Entity prioritization:
Firstly, we apply the heuristic scoring function (Initial Ranking Algorithm) to calculate the initial relevant protein score (RP_(i:0)):
RP_(i:0) = e^{(k × ln(∑_(i,j)conf(i,j)) - ln(∑_(i,j)N(i,j)))},
where i and j are the indexes of proteins from the selected module, k is a constant (k=2 in this study).
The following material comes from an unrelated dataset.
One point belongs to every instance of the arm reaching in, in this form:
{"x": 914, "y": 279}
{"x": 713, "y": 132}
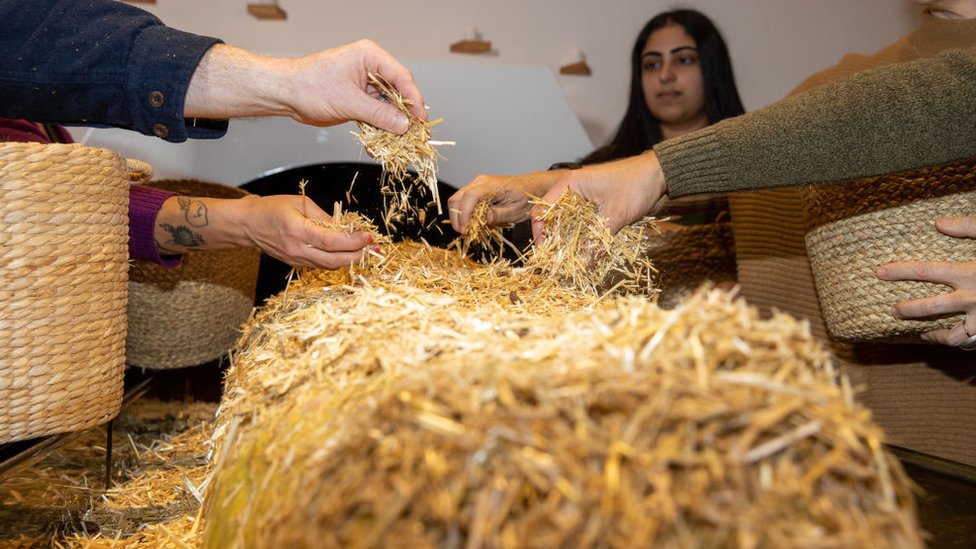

The term conf(p, q) is the interaction confidence score assigned by HAPPI-2, where conf(p, q) 𝞊 [0,1].
Secondly, we perform iterative scoring and ranking to calculate the protein iterative score (RP_(i:t)) similar to page rank algorithm:
RP_(i:t) = (1-σ) × RP_(i:0) + σ × (∑_(i,j)conf(i,j) × RP_(j:t-1))/(∑_(i,j)N(i,j)),
Where i and j are indices of proteins in the sub-network, k is and empirical constant (k > 1; we set k = 2), conf(i,j) is the initial interaction confidant score between protein i and j, N(i,j) is the degree of the protein i in the sub-network. t is the number of iterations (default = 200), σ is the damping factor (default = 0.8).
Thirdly, we also perform iterative scoring and ranking to calculate the protein iterative score (RP_(i:t)) similar to ant colony algorithm:
RP_(i:t) = (1-σ) × RP_(i:0) + σ × (∑_(i,j)conf(i,j) × RP_(j:t-1) - ∑_(i,j)conf(i,j) × RP_(i:t-1))/(∑_(i,j)N(i,j)),
Where i and j are indices of proteins in the sub-network, k is and empirical constant (k > 1; we set k = 2), conf(i,j) is the initial interaction confidant score between protein i and j, N(i,j) is the degree of the protein i in the sub-network. t is the number of iterations (default = 200), σ is the damping factor (default = 0.8).
P-value estimation:
We rank the RP-score and take the 1% of RP-score from two-tail and mark as very significant (**), then we take the 5% of RP-score from two-tail and mark as significant (*).

Edge prioritization:
Firstly, we perform path weighted matrix (PWM) construction using every node-to-node highest weighted pathway by applying the dijkstra likewise algorithm (multiple the PPI socre).
Secondly, we perform the edge weighted matrix (EWM) construction using the path weighted matrix score in formula:
EWM_{(E(A_i,A_j) - E(B_i,B_j))} = conf(A_i,A_j)×conf(B_i,B_j) × max⁡(PWM_(A(i)-B(i)),PWM_(A(j)-B(i)),PWM_(A(j)-B(i)),PWM_(A(j)-B(j))),
Where conf(A_i,A_j) is the PPI confidant score of edge A consisting of node i and node j.
Thirdly, we drop off the bottom 25% values from EWM and feed remain values to the iterative scoring and ranking formula same above to calculate the edge score.